Last Updated Friday, March 15, 2019 7:18PM CST

Saskatoon tech company Luxsonic is using virtual reality to advance medicine and healthcare.

The technology is designed to help doctors, medical students, and patients become more familiar with hospital practices and the operating room.

With the help of Saskatchewan Polytechnic and the Regina General Hospital, the company recorded the province’s first virtual surgery.

“I was in the surgical suite. We had cameras set up doing a 360 video. So what that does is it allows the viewer to be in the space and see all the sights and sounds of the surgery,” said Mike Wesolowski, CEO of Luxsonic Technologies Inc.

The tech company designed the VR surgery for people like nursing students to provide them with the ability to watch a surgery, repeatedly, and learn from it.

VR in medicine has several benefits for people of all ages – including pediatric patients, according to Wesolowski.

Luxsonic is working with Saskatoon’s Royal University Hospital to create technology that can walk young patients through the entire hospital experience, before it happens.

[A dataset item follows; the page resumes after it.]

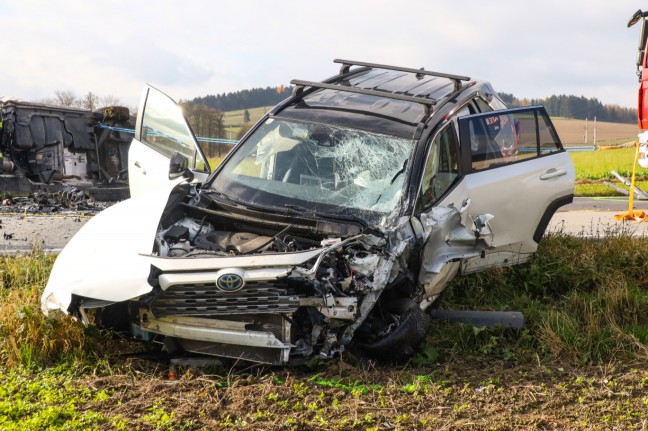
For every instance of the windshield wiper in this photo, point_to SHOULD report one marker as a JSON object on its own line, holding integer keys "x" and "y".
{"x": 299, "y": 210}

The goal is to help alleviate anxiety for pediatric patients and their parents.

“We’ve actually recorded the entire process. You walk into the MRI room, you talk to some of the technicians, you go through the entire process all the way to lying down,” Wesolowski said.

He believes doctors who assess the MRI and other medical imaging can benefit too. The company is launching a virtual radiology room wrapped into a single headset.

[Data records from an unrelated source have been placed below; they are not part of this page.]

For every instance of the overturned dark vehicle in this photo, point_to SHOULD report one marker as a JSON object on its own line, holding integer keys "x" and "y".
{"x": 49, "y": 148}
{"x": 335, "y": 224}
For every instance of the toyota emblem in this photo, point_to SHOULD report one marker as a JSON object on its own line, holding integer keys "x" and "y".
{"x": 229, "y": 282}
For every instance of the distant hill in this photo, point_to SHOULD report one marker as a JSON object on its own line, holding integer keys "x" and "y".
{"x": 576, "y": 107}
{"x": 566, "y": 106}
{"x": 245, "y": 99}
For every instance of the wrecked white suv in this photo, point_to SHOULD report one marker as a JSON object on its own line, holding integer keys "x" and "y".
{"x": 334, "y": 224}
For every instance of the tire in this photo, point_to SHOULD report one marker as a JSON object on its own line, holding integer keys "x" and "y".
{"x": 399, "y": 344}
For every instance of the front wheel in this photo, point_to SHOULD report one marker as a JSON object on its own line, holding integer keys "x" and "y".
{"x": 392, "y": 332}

3-D X-rays, CT Scans and MRIs could help radiologists assess a patient’s health.

Dr. Kavita Kanga finds the portability of the headset intriguing.

“You can be immersed in the radiology field basically anywhere. Sitting at a desk, sitting outside of the office, and you get really good quality images,” said Dr. Kanga, radiologist resident at the University of Saskatchewan.

Luxsonic says it sees virtual reality as the future of communication and education in health care.

With offices in Saskatoon and Toronto, the team hopes to grow globally.